Advance Resources International is a consulting firm that specializes in unconventional natural gas. They have an amazing amount of material up on their website. This is a link to a document that describes how they derive their estimates.
Thanks for the links and the explanation. Reading the second link the undiscovered category is really the uncertainty in existing plays. The unassessed resources, which have a volume comparable to the undiscovered in the pyramid figure, look like a stab in the dark.
Oh yeah, just speculating on finding the odd Black Swan while they turn the countryside into a pincushion.
The unconventional gas is very expensive to extract and prone to cost overruns when things don't work out.
This is an observation from the field and not the office.
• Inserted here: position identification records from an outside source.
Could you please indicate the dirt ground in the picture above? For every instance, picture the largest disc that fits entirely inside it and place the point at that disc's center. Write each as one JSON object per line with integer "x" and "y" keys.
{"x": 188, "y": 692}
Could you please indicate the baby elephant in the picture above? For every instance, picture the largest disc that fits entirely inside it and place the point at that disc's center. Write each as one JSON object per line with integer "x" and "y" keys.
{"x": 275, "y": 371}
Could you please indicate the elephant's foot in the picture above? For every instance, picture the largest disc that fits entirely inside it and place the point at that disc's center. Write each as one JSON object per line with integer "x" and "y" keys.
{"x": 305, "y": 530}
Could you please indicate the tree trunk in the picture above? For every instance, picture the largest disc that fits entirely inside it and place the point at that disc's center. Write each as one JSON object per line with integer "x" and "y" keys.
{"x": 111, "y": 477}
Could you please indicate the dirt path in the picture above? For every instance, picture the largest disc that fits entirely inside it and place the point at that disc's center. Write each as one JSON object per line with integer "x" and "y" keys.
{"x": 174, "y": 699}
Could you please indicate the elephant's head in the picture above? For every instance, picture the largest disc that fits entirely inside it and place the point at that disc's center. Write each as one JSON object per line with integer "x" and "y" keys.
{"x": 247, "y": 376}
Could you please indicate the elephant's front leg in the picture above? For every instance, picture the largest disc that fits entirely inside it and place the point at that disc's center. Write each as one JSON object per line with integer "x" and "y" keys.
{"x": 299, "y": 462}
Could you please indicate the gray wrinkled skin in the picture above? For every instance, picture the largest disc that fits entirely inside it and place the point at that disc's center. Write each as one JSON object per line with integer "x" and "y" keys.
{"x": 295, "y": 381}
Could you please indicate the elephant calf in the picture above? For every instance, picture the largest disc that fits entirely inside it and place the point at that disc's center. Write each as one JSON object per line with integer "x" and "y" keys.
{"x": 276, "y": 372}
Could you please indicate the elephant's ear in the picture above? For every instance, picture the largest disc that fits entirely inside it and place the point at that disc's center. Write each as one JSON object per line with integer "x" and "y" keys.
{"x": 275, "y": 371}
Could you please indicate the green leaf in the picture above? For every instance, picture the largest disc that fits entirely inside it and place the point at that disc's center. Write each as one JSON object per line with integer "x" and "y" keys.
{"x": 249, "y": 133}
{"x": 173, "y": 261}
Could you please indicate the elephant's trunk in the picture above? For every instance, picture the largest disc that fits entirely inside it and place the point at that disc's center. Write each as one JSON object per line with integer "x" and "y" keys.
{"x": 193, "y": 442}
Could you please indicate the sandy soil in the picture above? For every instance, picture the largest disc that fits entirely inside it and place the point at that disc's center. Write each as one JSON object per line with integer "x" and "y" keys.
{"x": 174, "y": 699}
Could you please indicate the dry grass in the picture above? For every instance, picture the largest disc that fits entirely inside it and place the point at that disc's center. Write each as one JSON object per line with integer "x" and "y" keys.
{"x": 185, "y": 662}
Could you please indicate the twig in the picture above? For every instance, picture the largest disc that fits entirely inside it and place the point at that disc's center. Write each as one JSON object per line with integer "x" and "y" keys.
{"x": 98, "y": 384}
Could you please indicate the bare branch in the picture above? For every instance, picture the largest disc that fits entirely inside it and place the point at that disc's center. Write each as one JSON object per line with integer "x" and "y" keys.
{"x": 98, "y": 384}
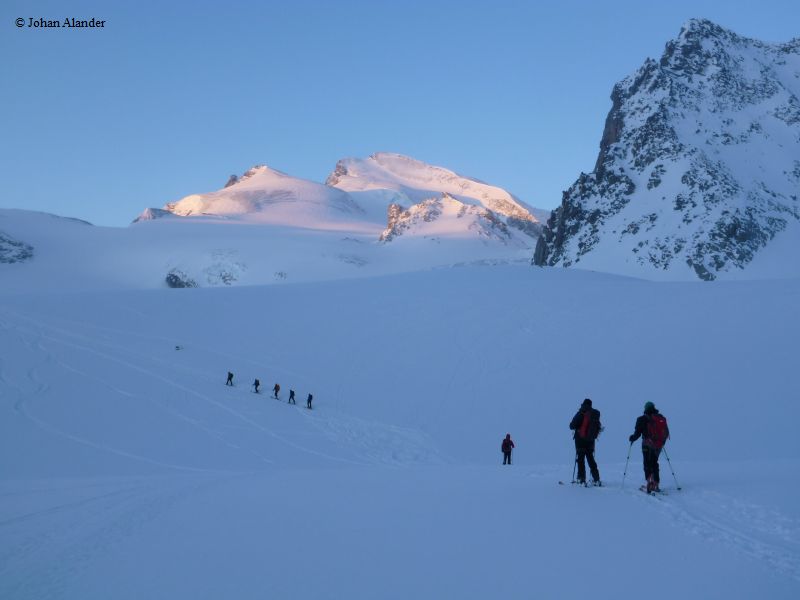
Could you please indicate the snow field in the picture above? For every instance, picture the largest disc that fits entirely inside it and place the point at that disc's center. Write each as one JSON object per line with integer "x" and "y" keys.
{"x": 129, "y": 466}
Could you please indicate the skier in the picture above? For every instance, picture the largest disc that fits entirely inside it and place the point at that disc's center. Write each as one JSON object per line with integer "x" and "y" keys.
{"x": 507, "y": 446}
{"x": 586, "y": 424}
{"x": 652, "y": 428}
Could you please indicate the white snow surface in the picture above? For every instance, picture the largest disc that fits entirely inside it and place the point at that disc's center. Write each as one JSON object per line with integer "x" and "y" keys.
{"x": 236, "y": 250}
{"x": 486, "y": 223}
{"x": 129, "y": 470}
{"x": 414, "y": 181}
At times the pay-back if things don't work out could be in 5+ years !!!!
Correct, and for this reason it's a good idea to run a pilot before committing to large-scale development. These pilots can be quite big - multiple clusters of 5-10 wells each, to allow you to debug your completion design and data acquisition, and to give yourself a chance of hitting a sweet spot and some average reservoir. Then you have to operate the thing for a few years to quantify decline and interference (and dewatering rate in the case of CBM or shale gas) before making the final decision.
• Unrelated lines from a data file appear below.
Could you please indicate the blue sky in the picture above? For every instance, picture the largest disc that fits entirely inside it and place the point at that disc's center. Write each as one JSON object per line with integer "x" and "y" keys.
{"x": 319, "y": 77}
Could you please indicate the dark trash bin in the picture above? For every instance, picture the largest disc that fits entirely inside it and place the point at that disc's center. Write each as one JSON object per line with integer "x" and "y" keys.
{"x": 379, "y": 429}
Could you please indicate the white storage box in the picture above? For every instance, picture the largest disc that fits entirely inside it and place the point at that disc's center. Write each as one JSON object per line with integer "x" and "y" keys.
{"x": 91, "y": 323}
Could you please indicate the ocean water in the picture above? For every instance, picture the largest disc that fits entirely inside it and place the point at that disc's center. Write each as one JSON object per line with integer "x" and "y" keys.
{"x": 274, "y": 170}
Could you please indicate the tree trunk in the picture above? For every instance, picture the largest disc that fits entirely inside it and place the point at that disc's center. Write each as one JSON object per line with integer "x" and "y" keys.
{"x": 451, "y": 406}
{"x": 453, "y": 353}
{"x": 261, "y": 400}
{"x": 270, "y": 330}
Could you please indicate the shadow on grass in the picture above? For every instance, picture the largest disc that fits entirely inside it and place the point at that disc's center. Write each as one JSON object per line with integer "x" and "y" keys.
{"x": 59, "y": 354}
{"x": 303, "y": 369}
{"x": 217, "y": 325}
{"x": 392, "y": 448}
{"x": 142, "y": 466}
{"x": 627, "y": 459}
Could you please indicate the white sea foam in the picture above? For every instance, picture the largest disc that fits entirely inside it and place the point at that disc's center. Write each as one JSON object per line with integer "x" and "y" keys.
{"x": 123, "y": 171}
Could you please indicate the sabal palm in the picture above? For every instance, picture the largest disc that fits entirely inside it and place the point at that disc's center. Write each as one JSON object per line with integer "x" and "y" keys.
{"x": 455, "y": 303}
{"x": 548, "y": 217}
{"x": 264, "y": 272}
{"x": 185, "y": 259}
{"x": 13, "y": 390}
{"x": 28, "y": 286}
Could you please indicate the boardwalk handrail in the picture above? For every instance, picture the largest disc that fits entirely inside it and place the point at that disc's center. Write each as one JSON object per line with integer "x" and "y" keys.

I've been wondering how rising oil prices will impact drilling - at what stage will it become unprofitable? Unfortunately in EROI on the Web part 2 of 5, (Provisional Results Summary, Imported Oil, Natural Gas) Charlie states that
“There is no readily available literature either on, or by which, one might derive the Energy Return on Investment (EROI) of Natural Gas. Published summaries of natural gas reservoir studies and general overviews of drilling practices are sparse. Even with such a broad study, it would be difficult to assess natural gas production generally because each kind of operation is very field- specific".
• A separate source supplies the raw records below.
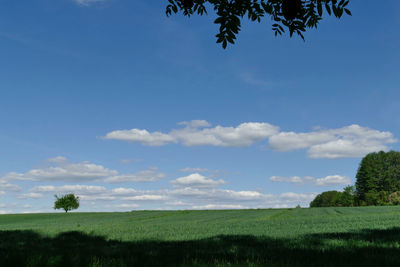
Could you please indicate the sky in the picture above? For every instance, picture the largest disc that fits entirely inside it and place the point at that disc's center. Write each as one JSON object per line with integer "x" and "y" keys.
{"x": 129, "y": 109}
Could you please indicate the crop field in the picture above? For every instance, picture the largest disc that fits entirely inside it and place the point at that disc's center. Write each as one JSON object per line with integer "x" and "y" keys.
{"x": 362, "y": 236}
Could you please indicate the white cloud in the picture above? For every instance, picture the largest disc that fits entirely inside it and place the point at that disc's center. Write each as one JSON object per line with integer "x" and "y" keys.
{"x": 325, "y": 181}
{"x": 145, "y": 198}
{"x": 5, "y": 186}
{"x": 141, "y": 136}
{"x": 76, "y": 189}
{"x": 96, "y": 197}
{"x": 218, "y": 207}
{"x": 127, "y": 206}
{"x": 149, "y": 175}
{"x": 293, "y": 179}
{"x": 198, "y": 133}
{"x": 188, "y": 169}
{"x": 333, "y": 180}
{"x": 195, "y": 123}
{"x": 62, "y": 170}
{"x": 349, "y": 141}
{"x": 124, "y": 191}
{"x": 88, "y": 2}
{"x": 31, "y": 195}
{"x": 197, "y": 180}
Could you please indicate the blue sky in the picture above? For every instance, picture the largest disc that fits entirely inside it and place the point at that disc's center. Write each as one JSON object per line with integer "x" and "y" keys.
{"x": 129, "y": 109}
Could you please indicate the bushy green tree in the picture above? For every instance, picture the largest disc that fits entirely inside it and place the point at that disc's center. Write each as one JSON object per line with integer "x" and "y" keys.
{"x": 327, "y": 199}
{"x": 378, "y": 172}
{"x": 347, "y": 198}
{"x": 293, "y": 15}
{"x": 66, "y": 202}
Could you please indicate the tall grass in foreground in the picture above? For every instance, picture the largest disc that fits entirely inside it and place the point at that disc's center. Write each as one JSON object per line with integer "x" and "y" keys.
{"x": 368, "y": 236}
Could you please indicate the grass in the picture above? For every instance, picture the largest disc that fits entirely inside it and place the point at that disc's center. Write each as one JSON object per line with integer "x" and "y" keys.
{"x": 368, "y": 236}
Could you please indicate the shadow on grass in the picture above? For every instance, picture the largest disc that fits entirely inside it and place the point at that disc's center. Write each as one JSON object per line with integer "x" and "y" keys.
{"x": 364, "y": 248}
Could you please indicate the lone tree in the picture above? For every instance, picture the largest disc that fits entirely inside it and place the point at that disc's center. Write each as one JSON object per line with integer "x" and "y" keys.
{"x": 293, "y": 15}
{"x": 378, "y": 175}
{"x": 66, "y": 202}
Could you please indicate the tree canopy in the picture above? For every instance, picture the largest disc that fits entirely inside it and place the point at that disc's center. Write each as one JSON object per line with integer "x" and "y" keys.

Not only is the EROI site specific, it is changing over time, if changing technology is playing a big role. I know John Freise has been looking into the EROI issue. It would be interesting to see more work done in this area. It is clear EROI is not very high. But can it be made high enough, in enough areas, that we can live with it?
I think the problem with cost over-runs is the reason why these sites tend to ramp up very slowly. There is a need to test whether what is being done is working correctly, and figure out ways to improve it to make it economical. Problems with extraction are likely, when one is right at the edge of what can be accomplished technologically, in an economical way.
Arthur Berman of World Oil has written a fair amount about Barnett Shale, and its profitability. He says that at last year's prices, most of Barnett Shale wells were not profitable, because decline rates were higher than what natural gas companies were expecting. I think the question then becomes whether some of the problems can be fixed with improved technology, and whether higher natural gas prices will help pull the wells up to a profitable level. If the answer is "no", we will see companies pull out of Barnett Shale, and whatever other unconventional natural gas plays are not really economic.
Which could take us right off the NG treadmill, unless the Gov steps in to subsidize drilling.
Incidentally I suppose Leanan or someone posted here about Chesapeake Energy Swings To 1Q Loss On Hedging Losses, about them pulling out of the Woodford Shale.
Interesting! We should be keeping a watch for these kinds of things.
My impression is that shale gas is generally a step below tight gas on the EROEI ladder, since it was later to develop and the amount produced has been smaller. It is possible, though, that there is enough variability among sites that this generalization doesn't make sense.